Louis spojrzał się na chwilę w jego stronę od razu żałując widząc jak promienie słońca pozostawiają smugi na odkrytym torsie ozdobionym czarnym tuszem. Koszula rozpięta prawie do pępka nie ułatwiała szatynowi stuprocentowego skupienia. Przełknął ślinę rzucając mu ostatnie spojrzenie, kiedy krew odpłynęła mu w stronę jego dolnych partii. Niekontrolowana erekcja wcale nie pomagała w jeździe.

- Samo niebo ma mój ulubiony kolor. Przypomina mi to oczy pewnej osoby. - na jego twarz wkradł się rumieniec.

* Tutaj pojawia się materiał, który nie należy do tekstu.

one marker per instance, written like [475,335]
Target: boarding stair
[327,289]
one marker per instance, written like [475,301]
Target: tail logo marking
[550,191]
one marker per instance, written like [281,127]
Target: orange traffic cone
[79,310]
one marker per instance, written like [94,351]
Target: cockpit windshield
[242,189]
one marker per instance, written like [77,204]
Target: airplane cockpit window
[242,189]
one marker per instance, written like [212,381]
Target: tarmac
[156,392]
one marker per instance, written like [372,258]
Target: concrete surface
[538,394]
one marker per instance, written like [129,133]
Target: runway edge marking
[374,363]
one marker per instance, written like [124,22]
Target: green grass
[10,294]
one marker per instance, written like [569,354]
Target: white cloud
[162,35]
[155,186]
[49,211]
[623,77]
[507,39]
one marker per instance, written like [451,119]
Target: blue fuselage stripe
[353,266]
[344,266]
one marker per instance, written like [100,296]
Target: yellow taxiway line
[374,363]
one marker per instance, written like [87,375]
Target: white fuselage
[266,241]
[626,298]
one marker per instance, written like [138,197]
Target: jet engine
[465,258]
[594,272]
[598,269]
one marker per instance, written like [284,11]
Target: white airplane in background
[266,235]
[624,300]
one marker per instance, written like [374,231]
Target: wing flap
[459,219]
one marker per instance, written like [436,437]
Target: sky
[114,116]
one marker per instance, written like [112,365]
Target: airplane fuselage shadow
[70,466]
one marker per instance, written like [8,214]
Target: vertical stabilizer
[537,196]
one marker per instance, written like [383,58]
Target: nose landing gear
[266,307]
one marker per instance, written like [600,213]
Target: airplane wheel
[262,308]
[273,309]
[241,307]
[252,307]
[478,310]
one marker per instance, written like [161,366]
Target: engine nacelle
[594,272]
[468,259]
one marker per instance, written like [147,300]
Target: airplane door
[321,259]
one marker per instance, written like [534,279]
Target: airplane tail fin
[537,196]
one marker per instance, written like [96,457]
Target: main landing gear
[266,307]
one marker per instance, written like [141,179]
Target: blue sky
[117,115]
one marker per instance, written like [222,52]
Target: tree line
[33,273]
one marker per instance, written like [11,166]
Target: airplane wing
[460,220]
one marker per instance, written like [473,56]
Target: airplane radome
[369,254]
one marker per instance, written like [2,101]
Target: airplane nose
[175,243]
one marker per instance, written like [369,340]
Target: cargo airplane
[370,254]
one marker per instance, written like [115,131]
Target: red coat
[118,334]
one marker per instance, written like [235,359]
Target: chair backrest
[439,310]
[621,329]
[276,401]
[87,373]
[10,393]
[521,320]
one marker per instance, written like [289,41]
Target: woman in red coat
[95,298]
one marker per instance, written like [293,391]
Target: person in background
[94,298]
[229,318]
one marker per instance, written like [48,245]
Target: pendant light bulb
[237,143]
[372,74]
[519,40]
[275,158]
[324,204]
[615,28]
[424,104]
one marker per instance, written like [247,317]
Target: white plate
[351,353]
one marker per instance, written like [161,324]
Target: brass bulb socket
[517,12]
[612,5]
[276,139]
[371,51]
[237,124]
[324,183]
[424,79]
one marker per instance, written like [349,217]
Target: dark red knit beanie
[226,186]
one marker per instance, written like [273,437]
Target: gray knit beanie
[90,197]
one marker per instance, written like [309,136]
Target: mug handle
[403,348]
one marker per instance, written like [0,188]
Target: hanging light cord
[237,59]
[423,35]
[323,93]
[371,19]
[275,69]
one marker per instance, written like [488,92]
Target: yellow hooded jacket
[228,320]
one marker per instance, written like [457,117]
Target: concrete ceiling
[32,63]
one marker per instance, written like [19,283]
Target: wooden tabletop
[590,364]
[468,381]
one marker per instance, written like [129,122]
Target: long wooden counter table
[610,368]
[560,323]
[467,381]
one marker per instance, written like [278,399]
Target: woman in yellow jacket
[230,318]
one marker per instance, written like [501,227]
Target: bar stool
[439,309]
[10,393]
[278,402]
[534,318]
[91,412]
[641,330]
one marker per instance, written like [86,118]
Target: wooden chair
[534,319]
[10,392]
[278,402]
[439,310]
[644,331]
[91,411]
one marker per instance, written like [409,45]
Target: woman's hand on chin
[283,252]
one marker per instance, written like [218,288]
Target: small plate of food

Końcówkę trasy spędzili w ciszy nie była to ta niezręczna, w której wiele razy znalazł się szatyn będąc sam na sam z Harry'm. Louis w tym momencie manewrował na podziemnym parkingu, pięciu gwiazdkowego hotelu, kiedy zauważył ruch za sobą spotkał się z oczami Irlandczyka dokładnie skanującymi jego sylwetkę. Mężczyzna zgasił silnik, przez co dookoła nich słychać było jedynie ciszę i równe oddechy reszty grupy.

- Wyspałeś się? - zapytał blondyna, kiedy odpinał swoje pasy.

- Nie za bardzo, chodźmy coś zjeść. - oboje wyszli z samochodu.